E’ il vino rosso simbolo della Romagna, e il primo vino romagnolo ad avere ottenuto la DOC; richiama il carattere della gente di questa terra, franco ed esuberante all’esterno, sincero e delicato all’interno.

Già citato da Plinio il Vecchio, al tempo dei Romani, come uno dei vini più pregiati, viene ricordato nelle cronache con l’attuale denominazione tra il ‘500 e il ‘600.

Colore rosso rubino, a volte con orli violacei, profumo con sentore di viola, sapore asciutto, armonico, a volte un pò tannico, con retrogusto amarognolo, ammandorlato. La fgadazione alcolica minima naturale è 11%. Gradazione alcolica minima consentita è 11,50% – 12,50% – 13%, in base alla tipologia del vino.

Si producono tre tipi di Sangiovese, il Sangiovese Superiore, che proviene da una ristretta area collinare della Romagna, viene messo in vendita solo dal 1° Aprile dell’anno successivo a quello della vendemmia, con una gradazione alcolica non inferiore a 12%. Il Sangiovese Riserva , che deve avere almeno due anni di invecchiamento a gradazione alcolica non inferiore a 12%. E il Sangiovese Novello, che si ottiene dalla macerazione carbonica delle uve per almeno il 50%. Deve avere una gradazione alcolica minima di 11%.
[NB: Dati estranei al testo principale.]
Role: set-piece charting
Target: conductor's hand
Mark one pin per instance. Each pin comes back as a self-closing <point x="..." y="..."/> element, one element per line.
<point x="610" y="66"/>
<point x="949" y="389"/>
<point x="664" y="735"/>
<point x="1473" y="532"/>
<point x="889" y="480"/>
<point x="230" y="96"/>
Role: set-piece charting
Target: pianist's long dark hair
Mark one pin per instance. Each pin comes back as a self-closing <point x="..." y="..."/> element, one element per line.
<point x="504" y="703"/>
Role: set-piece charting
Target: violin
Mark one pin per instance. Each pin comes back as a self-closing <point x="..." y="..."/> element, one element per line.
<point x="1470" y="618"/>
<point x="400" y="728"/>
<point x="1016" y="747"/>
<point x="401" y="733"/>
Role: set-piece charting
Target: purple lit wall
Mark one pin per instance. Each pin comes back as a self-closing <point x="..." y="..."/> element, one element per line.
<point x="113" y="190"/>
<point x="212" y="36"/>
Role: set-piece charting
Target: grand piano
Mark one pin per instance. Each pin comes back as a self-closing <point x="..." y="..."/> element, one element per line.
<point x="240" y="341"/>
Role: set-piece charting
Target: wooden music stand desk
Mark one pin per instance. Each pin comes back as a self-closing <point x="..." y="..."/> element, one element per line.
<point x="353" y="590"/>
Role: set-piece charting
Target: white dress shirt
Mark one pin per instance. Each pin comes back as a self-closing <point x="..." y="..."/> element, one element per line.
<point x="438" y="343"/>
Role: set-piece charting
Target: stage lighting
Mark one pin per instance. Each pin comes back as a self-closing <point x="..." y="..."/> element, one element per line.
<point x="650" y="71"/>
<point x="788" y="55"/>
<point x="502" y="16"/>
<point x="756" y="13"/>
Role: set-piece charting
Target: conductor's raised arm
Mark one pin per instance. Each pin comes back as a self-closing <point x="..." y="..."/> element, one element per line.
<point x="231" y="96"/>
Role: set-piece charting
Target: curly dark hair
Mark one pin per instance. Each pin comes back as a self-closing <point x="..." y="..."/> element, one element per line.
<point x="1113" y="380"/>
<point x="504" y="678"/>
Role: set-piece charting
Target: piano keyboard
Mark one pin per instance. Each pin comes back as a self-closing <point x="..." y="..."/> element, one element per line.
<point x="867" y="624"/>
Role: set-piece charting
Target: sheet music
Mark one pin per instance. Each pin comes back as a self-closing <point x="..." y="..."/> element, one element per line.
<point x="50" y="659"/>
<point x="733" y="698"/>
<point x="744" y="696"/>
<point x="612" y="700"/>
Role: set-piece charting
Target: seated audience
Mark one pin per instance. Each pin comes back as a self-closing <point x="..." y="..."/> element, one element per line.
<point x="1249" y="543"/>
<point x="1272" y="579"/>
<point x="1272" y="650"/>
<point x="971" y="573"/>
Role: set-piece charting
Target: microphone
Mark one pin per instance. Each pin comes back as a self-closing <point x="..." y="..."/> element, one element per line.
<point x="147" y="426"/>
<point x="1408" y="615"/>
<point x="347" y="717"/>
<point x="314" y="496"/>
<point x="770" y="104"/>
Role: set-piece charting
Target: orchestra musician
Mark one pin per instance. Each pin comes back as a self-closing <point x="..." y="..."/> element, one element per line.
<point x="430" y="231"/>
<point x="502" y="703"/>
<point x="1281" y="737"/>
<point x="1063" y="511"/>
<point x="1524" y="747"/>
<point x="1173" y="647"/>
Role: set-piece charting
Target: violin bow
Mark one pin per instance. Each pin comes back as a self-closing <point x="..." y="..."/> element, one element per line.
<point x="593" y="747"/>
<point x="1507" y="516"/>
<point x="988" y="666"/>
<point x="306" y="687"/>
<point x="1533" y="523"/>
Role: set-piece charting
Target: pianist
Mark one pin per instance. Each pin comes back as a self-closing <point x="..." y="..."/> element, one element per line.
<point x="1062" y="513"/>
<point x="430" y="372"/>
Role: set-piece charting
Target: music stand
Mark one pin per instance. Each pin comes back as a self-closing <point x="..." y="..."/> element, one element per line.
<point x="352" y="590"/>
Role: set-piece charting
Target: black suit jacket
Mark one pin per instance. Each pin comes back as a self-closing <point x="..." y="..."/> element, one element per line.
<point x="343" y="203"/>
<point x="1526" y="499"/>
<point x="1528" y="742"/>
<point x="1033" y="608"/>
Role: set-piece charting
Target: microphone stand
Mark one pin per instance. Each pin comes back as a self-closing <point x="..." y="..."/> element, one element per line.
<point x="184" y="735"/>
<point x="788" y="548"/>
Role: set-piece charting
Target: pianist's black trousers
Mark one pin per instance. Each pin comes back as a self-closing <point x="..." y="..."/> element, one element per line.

ABBINAMENTI: Ottimo con carni arrosto e grigliate, umidi e stracotti, con antipasti a base di salumi, con formaggi a pasta dura o fermentati. In casi particolari può accompagnare zuppe di pesce di gran sapore.

CAGNINA DI ROMAGNA

Ottenuto dal vitigno Refosco, diffuso soprattutto in Friuli e Veneto, localmente detto Cagnina. La sua diffusione in Romagna risale all’epoca bizantina.

Ha colore rosso violaceo. Odore vinoso, sapore dolce leggermente acidulo. Titolo alcolometrico totale minimo 11%.

ABBINAMENTI: Si accompagna con dolci e pasticceria secca, ciambella romagnola e castagne arrostite. E’ considerato un prodotto tipico dell’autunno.

PAGADEBIT DI ROMAGNA

Il nome nasce da un’espressione del dialetto romagnolo e significa: buono “a pagare i debiti”. Infatti il vitigno “bombino bianco” era generoso come il produttore e lo risollevava, con la sua buona e costante produttività, nei periodi di crisi economica.

Ha colore giallo paglierino, più o meno intenso, odore caratteristico e gradevole di biancospino, sapore delicato che sente l’influsso erbaceo. Tali caratteristiche di sapore si distinguono in sapore secco del tipo secco e in sapore più dolce del tipo amabile. Il titolo alcol-metrico totale minimo varia dal 10,50% del tipo secco, all’11% del tipo amabile.

ABBINAMENTI: Si accompagna con primi cotti nel brodo e creme vellutate. Tra i secondi predilige i crostacei. E’ gradito come bevanda durante merende a base di piadina romagnola.

ALBANA DI ROMAGNA

Altro vino simbolo del territorio, il vino Albana fu il primo vino bianco ad ottenere il marchio DOCG (Denominazione di Origine Controllata e Garantita).

Le più antiche notizie si sono sviluppate in un clima di leggenda. Si racconta che Galla Placidia, dopo averlo assaggiato, ne fosse estasiata e che Federico Barbarossa, di passaggio sui colli forlivesi, ne bevesse con piacere.

Colore giallo paglierino tendente al dorato con invecchiamento. leggero profumo tipico, sapore asciutto nel tipo secco, fruttato nel tipo amabile, dolce e vellutato nel tipo passito. Titolo alcolo-metrico totale minimo 11,50%.

Si producono quattro tipi di vino albana, secco, amabile, dolce e passito.

ABBINAMENTI: L’albana secca si gusta a tavola con menù a base di pesce in generale, di crostacei e zuppe, ma anche con minestre in brodo e creme. L’albana dolce e amabile si accompagna con la ciambella, tipico dolce romagnolo, con la pasticceria da forno e con le crostate di frutta. L’albana passita, che si ottiene da uve tardive lasciate ad essiccare sui graticci, è considerato vino da meditazione. Si accompagna con la pasticceria secca, la frutta secca e tostata, formaggi particolari.